During the first century in which Jesus became human flesh, almost everybody felt that some lives were more important than others. Romans didn’t think that Jewish lives were particularly important. They didn’t think that slaves’ lives were as important as free people’s lives. They didn’t think that non-citizen lives were as important as Roman citizen’s lives. (See Paul’s treatment in Acts 16)
Unfortunately the Jewish mindset of the time wasn’t always a lot better. Jews didn’t believe that Gentile lives mattered as much. Saul of Tarsus didn’t believe that disciples of Jesus lives’ mattered before his conversion.

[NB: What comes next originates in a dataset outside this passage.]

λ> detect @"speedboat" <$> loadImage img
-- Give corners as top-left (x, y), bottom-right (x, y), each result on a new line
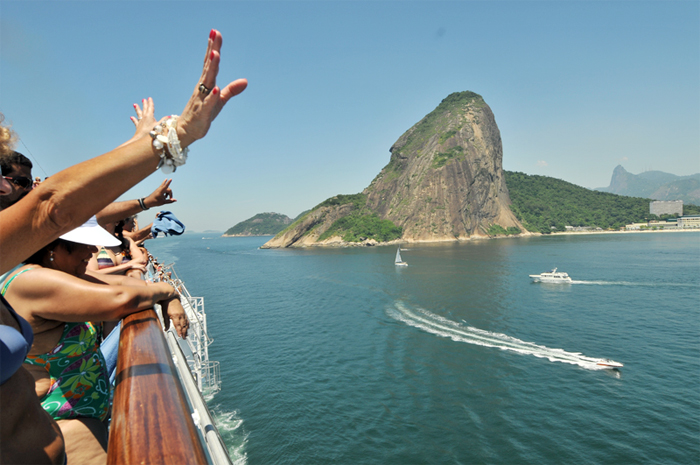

As a matter of fact, most Jews didn’t believe that Samaritan lives mattered. They wanted nothing to do with the Samaritans. When Jesus and the disciples were traveling through Samaria and were unwelcome and insulted by them, James and John asked Jesus to call down thunder on them and destroy them. (Luke 9: 54). Did James and John, disciples of Jesus, believe at that time that all lives mattered equally? Did they believe that Samaritan lives mattered? No, they did not. Hence, Jesus’ purposeful journey to Samaria and ministry there and his well known parable of the Good Samaritan were given at least in part to show both his disciples and us that Samaritan lives matter.
Palestinian Jews in the first century didn’t believe that prostitutes lives mattered as much. The stones in their hands proved that.
They didn’t believe that tax collectors lives mattered. Those traitors deserved whatever they had coming. Yet Jesus called them to follow him.
And friends, neither the Roman government nor the majority of the Pharisees and Saduccess believed that Jesus’ life mattered.
It’s true. They didn’t not believe that the Son of God in human flesh’s life mattered. And so they took it. The truth about him didn’t matter, so they made up lies. His innocence didn’t matter, so they trumped up charges. Justice didn’t matter, so the most truly innocent man that ever lived suffered the most painful and unjust death.
If I were to say to you, ‘Jesus’ life mattered’, you would not respond all lives matter.
You don’t have to agree with me, but here’s how I think about this one.
I live and breathe the reality that every single life matters deeply to God. And I hope that the way that I live and treat other people shows that to be true.
That’s where I stand in the kingdom of God. But the kingdoms of this world do not always represent that kingdom very well. And our country has not as always as well. Our past actions have not shown that all lives matter. We can say what we want but we’ve not acted like Native American lives matter. We’ve not acted like Irish lives matter. We’ve not acted like Chinese lives matter. We’ve not acted like Black lives matter. We’ve not acted like Mexican lives matter.
All lives matter. But at many, many times we’ve not acted as though every life matters or that every life matters equally.
All lives matter. That’s where I live.
But when someone makes a statement that points to the reality that we’ve not always – and still not always today – valued all lives equally…
I think I’ll choose to simply agree.
Black lives matter?
Yes, they do. I can just affirm that statement without further comment.